Wednesday, April 9, 2025
3:30 - 4:30 pm, Technological Institute L211
Wave-Particle Duality for a Single Photon
Abstract: The first quantum revolution is based on wave-particle duality for individual particles. Contrary to a widely spread belief, the direct observation of wave-particle duality for light took place only in 1986, after the development of the first single photon source. Modern single photon sources play an important role in the development of quantum technologies.
Public Lecture:
Thursday, April 10, 2025
4:00 - 5:30 pm, Technological Institute LR2
The Two Quantum Revolutions: From Concepts to Applications
Abstract: The first quantum revolution, based on wave-particle duality, has led to the society of information and communication. The second quantum revolution is based on entanglement. Will its applications lead to a new societal revolution?
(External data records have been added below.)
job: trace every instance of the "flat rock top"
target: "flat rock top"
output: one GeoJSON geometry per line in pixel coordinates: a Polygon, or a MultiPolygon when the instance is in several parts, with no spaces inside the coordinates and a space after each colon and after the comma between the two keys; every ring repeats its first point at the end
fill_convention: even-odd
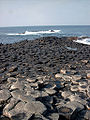
{"type": "Polygon", "coordinates": [[[73,39],[0,44],[0,119],[88,118],[90,46],[73,39]]]}

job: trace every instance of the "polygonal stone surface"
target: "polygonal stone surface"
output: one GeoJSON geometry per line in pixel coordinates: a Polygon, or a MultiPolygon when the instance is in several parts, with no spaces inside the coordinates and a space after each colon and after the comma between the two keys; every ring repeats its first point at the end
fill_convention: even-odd
{"type": "Polygon", "coordinates": [[[0,90],[0,103],[6,101],[10,98],[10,92],[9,90],[0,90]]]}
{"type": "Polygon", "coordinates": [[[46,107],[43,103],[40,101],[33,101],[31,103],[27,103],[25,105],[25,110],[30,111],[31,113],[36,113],[36,114],[42,114],[43,112],[46,111],[46,107]]]}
Alain Aspect is an alumnus of ENSET Cachan (now ENS Paris-Saclay) and Orsay University. He is currently Professor at the Institut d'Optique-Université Paris-Saclay and Professor at the École Polytechnique. His doctoral thesis (1983), at the Institut d'Optique, focused on experimental tests of the foundations of quantum mechanics (tests of Bell's inequalities, for which he was awarded the 2022 Nobel Prize in Physics along with John Clauser and Anton Zeilinger). After experiments on single photons, with Philippe Grangier (1984-86), he worked on laser cooling of atoms at the Kastler Brossel laboratory of ENS Paris, with Claude Cohen-Tannoudji, Jean Dalibard and Christophe Salomon. The group he founded at the Institut d'Optique in 1993 focuses on atomic quantum optics and atomic quantum simulators with degenerate gases.
Alain Aspect is a member of the Académie des Sciences, the Académie des Technologies and several foreign academies (Austria, Belgium, Italy, UK, USA).